How Ashray Adappa Found a Better Approach to Mathematics at Dataquest
Ashray Adappa, Data Scientist
Ashray Adappa intended to start his professional journey as a chemical engineer, but while he was in college, he began to doubt the program. It was no longer clear to Adappa if he was pursuing this career because it was what he wanted or if it was simply what he thought society wanted him to do. The mathematics he was learning in his degree program felt narrow and restrictive — he wanted to work in a field where he could apply math to make a difference in people’s lives, like economics, social sciences, or the humanities.
There was, however, one aspect of his studies that had piqued Adappa’s interest:
There was one part of applied math that could be used for that, namely Applied Statistics and Probability. As I read more about how to apply statistics, I came across an emerging field — data science. It fits my desires and the world’s needs perfectly.
So, after he graduated, Adappa did what most budding data scientists do — he tried to teach himself data science using online platforms. Ultimately, he landed at Dataquest, and he found the structure of the text-based, learn-by-doing approach to be perfectly suited to his needs.
Learning with Dataquest
The first thing about Dataquest that stood out to Adappa was the math instruction. Having felt that his degree program was too restrictive with applied mathematics, he was looking for a different approach, and Dataquest offered what he was seeking: “I was immensely impressed by how well the math was taught at Dataquest. Only the most important concepts were taught; they were broken down so well that I think anyone who has basic arithmetic skills could start learning.”

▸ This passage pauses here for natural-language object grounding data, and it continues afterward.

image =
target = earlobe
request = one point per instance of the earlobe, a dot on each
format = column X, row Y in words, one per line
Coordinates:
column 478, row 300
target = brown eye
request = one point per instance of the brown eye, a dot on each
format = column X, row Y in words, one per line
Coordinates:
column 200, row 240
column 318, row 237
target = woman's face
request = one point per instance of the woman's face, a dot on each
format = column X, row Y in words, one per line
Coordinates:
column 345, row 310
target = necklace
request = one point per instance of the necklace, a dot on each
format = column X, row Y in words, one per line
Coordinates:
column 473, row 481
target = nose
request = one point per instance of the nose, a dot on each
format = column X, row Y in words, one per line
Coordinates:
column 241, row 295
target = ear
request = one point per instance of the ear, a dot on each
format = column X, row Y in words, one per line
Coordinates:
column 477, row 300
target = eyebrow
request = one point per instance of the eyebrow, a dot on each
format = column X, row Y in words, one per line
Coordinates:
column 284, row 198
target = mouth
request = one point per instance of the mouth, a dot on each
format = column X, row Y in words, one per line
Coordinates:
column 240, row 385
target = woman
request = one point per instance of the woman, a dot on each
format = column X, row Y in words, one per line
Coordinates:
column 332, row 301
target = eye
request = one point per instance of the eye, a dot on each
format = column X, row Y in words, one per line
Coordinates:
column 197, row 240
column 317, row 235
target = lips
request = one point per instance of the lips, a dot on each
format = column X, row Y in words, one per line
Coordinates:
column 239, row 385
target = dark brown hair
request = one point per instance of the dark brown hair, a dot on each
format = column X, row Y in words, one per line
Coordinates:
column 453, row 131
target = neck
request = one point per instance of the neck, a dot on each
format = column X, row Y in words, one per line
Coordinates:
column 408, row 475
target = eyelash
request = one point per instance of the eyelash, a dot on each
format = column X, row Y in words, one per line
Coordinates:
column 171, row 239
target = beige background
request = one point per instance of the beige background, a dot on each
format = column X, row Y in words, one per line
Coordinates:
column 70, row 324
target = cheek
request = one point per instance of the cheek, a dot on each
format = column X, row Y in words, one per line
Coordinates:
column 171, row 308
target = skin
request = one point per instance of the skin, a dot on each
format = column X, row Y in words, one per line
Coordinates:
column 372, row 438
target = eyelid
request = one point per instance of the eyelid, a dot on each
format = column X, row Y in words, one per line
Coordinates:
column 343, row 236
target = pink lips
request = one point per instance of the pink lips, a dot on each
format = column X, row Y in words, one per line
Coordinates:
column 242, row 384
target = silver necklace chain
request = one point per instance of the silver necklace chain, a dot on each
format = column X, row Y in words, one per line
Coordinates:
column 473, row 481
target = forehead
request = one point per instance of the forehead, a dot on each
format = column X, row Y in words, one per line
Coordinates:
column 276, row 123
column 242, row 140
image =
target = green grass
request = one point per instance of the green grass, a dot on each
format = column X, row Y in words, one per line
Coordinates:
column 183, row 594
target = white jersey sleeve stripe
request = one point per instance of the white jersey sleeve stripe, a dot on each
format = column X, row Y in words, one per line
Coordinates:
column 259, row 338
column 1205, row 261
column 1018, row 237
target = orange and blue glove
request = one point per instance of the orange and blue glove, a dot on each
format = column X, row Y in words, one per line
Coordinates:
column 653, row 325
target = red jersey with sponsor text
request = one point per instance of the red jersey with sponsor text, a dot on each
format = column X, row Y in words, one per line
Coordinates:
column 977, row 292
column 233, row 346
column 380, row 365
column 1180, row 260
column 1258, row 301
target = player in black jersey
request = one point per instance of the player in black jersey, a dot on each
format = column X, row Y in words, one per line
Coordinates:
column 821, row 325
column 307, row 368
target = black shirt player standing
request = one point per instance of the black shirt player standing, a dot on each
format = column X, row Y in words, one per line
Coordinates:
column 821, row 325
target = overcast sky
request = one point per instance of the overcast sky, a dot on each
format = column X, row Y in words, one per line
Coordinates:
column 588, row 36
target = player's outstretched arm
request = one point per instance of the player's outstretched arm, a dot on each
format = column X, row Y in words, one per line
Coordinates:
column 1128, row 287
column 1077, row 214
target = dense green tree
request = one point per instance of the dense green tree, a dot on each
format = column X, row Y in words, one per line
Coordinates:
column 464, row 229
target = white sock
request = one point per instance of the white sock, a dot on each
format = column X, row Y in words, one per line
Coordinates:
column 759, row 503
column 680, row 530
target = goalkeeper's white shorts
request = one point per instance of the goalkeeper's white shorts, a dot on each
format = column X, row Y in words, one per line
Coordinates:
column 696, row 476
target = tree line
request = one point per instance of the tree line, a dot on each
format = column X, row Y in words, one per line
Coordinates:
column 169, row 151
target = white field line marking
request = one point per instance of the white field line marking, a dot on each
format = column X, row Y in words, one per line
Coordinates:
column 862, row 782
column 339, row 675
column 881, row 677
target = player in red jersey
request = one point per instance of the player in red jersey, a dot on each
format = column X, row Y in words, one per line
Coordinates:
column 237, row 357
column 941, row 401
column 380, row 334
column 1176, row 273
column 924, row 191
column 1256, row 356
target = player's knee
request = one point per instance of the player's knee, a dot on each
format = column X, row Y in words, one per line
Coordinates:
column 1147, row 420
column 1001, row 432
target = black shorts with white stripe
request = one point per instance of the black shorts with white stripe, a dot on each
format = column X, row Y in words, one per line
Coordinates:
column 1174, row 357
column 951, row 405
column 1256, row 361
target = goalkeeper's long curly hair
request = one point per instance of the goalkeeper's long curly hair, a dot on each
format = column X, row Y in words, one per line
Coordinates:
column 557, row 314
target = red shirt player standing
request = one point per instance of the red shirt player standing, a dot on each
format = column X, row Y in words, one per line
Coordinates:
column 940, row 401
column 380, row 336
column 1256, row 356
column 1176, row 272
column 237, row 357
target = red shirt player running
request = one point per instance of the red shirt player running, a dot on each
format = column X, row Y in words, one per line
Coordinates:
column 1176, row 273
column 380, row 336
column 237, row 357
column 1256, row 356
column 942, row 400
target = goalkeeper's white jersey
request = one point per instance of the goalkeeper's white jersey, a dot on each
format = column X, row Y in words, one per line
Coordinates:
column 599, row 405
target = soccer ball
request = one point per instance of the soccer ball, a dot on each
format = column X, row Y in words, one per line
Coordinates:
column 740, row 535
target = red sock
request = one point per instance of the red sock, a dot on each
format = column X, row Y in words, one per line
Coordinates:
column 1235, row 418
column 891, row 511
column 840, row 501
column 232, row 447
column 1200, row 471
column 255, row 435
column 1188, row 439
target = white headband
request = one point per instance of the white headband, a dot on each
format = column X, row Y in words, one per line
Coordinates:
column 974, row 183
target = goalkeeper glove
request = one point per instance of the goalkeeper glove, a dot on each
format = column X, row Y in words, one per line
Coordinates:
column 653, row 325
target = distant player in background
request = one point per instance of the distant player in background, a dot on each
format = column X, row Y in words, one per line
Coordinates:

He also felt that the in-browser coding was state-of-the-art. The practice helped him to move on to code editors with much more confidence than if he’d just been watching videos or reading tutorials online.
At Dataquest, Adappa learned how to find data sources, how to clean and prepare data, how to determine the data-manipulation strategy best suited to the ML algorithm being applied, how to visualize data to find correlates and other relationships, and how to use the sklearn library to apply machine learning.

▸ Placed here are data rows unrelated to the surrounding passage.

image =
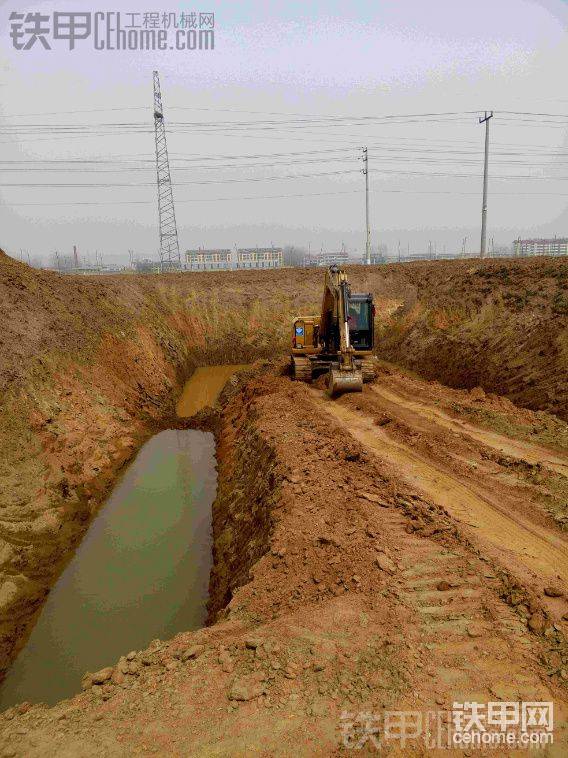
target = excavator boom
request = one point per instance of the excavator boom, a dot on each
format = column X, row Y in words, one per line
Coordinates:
column 340, row 342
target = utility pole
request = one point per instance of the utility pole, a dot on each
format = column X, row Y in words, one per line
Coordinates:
column 485, row 120
column 368, row 228
column 169, row 245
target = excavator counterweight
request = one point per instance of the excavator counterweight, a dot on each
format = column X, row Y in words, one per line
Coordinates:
column 340, row 342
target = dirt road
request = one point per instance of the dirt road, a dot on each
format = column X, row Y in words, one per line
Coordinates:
column 381, row 552
column 399, row 550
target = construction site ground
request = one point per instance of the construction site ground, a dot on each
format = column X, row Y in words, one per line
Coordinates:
column 403, row 549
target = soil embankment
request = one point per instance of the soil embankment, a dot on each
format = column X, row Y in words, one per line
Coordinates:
column 90, row 367
column 350, row 589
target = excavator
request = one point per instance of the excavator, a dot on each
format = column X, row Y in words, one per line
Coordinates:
column 340, row 342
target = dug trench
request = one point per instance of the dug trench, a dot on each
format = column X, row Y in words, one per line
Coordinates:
column 338, row 586
column 338, row 582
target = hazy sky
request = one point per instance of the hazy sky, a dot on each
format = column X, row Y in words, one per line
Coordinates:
column 278, row 113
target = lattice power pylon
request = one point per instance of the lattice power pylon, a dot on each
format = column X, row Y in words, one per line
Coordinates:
column 169, row 245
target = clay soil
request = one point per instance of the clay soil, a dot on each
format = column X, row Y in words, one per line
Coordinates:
column 397, row 550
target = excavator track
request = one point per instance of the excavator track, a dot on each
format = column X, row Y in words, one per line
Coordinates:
column 368, row 369
column 301, row 369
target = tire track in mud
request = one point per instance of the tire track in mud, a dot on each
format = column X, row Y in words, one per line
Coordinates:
column 512, row 536
column 534, row 454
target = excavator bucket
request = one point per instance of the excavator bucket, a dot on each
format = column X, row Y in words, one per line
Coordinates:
column 339, row 381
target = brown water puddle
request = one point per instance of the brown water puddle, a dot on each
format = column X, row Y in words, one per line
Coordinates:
column 203, row 388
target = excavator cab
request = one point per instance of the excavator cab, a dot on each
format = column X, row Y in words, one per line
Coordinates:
column 340, row 342
column 360, row 322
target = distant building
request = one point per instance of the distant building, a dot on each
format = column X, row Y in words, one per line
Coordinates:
column 259, row 257
column 145, row 266
column 340, row 258
column 207, row 260
column 555, row 246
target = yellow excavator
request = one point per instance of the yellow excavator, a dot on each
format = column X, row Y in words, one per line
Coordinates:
column 340, row 342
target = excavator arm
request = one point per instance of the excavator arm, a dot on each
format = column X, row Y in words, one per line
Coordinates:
column 334, row 334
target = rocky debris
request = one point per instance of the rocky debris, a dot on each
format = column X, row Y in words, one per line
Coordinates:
column 328, row 539
column 372, row 498
column 98, row 678
column 226, row 661
column 537, row 622
column 192, row 652
column 247, row 687
column 252, row 643
column 385, row 563
column 552, row 591
column 477, row 394
column 475, row 630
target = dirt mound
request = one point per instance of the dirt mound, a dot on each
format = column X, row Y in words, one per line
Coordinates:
column 500, row 325
column 342, row 591
column 91, row 366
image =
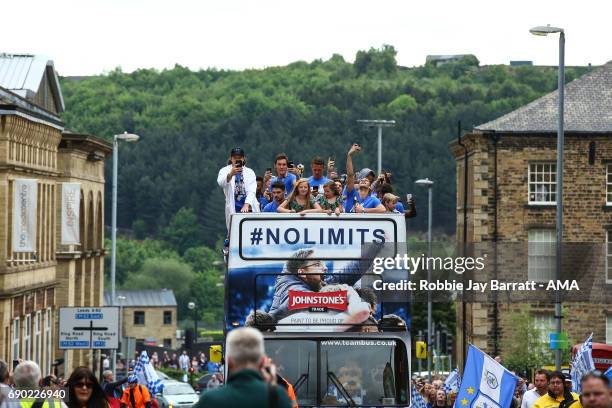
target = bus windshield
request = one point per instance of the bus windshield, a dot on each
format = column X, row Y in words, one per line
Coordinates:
column 343, row 372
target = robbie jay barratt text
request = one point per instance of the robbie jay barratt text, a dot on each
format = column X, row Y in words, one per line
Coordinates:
column 493, row 285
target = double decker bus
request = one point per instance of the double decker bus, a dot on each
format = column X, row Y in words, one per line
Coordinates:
column 307, row 283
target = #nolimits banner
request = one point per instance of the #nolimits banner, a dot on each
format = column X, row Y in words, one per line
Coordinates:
column 71, row 201
column 24, row 215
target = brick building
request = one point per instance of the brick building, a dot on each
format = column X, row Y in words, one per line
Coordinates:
column 35, row 145
column 147, row 316
column 511, row 197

Perhaps most importantly, he also learned how to communicate his findings for non-technical audiences, which meant he could finally apply his math skills to the larger fields he wanted to work in.
Starting a Career
It took Adappa about three months to complete both the Data Analyst in Python and Data Scientist in Python paths. With these completion certificates proudly on his LinkedIn profile, and a GitHub portfolio full of Dataquest projects, Adappa took the straightforward approach and applied to a posting on LinkedIn. After a technical assessment and a few rounds of interviews, he got the job, and now he works as a data analysis consultant at Fractal.

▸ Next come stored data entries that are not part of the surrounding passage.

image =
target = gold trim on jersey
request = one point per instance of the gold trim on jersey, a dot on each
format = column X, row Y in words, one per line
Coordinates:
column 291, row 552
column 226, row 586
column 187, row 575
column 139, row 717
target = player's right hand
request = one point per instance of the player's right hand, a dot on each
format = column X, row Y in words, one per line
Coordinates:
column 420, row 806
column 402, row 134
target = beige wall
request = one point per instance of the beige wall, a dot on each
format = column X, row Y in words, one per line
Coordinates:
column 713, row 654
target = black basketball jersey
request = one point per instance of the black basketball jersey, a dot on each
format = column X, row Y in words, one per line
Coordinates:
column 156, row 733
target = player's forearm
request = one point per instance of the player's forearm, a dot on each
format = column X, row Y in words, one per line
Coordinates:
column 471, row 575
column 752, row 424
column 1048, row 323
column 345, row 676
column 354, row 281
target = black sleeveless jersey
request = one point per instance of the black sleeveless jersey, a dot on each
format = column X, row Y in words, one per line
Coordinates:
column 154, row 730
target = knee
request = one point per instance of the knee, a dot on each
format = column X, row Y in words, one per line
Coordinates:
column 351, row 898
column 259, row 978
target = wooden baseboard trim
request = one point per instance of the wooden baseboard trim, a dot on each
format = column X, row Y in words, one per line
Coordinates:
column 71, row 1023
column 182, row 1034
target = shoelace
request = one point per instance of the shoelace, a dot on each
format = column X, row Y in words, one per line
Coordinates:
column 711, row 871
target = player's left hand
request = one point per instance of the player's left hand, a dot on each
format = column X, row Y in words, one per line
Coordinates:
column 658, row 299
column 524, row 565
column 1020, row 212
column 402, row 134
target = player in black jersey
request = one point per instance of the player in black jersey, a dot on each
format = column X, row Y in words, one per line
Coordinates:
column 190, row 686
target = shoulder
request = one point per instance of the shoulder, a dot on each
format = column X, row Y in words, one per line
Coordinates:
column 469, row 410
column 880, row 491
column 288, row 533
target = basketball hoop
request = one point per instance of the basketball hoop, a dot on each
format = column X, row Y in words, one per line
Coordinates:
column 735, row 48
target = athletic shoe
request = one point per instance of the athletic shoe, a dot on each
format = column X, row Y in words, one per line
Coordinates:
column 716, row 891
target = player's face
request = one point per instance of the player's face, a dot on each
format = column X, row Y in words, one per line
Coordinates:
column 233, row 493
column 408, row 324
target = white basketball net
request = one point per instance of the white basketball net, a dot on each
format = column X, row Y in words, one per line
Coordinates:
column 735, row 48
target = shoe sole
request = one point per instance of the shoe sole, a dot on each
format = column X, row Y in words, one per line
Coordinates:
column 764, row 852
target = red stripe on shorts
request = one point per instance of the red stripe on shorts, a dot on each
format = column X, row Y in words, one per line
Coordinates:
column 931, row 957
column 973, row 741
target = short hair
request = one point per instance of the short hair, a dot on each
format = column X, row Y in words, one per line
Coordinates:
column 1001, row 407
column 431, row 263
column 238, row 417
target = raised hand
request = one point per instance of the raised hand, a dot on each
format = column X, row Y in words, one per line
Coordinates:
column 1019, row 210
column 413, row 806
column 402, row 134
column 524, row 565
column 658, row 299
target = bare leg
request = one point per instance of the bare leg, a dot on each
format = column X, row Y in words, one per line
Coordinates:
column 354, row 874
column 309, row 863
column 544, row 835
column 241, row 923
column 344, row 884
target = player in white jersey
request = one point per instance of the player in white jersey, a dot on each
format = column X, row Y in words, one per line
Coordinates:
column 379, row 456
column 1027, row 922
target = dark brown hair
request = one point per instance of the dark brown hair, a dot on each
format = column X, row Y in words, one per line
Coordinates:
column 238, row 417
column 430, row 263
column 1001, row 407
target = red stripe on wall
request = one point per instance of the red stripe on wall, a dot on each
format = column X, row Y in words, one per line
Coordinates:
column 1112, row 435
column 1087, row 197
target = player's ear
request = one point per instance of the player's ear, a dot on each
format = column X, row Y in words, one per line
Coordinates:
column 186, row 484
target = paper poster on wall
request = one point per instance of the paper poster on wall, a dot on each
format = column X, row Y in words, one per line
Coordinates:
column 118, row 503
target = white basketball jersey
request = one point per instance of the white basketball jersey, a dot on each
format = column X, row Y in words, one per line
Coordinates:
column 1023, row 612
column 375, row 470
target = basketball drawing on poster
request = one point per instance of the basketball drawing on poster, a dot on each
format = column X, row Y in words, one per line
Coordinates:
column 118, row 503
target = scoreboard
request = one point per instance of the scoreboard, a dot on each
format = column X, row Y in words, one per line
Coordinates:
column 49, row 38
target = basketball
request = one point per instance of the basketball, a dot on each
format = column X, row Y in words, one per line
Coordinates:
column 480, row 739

Adappa loves finding patterns that no one else may have noticed — be it in how the data is being taken in, or what conclusions we draw from a summary analysis. He also loves the social aspect of working with his teammates and brainstorming new ideas.
Advice for Data Science Learners
Asked what advice Adappa would share with other learners, he shared the following:
Take copious notes, and go over them periodically. Practice coding as often as you can on your local machine. Try to understand every line of code in the lessons. And be patient.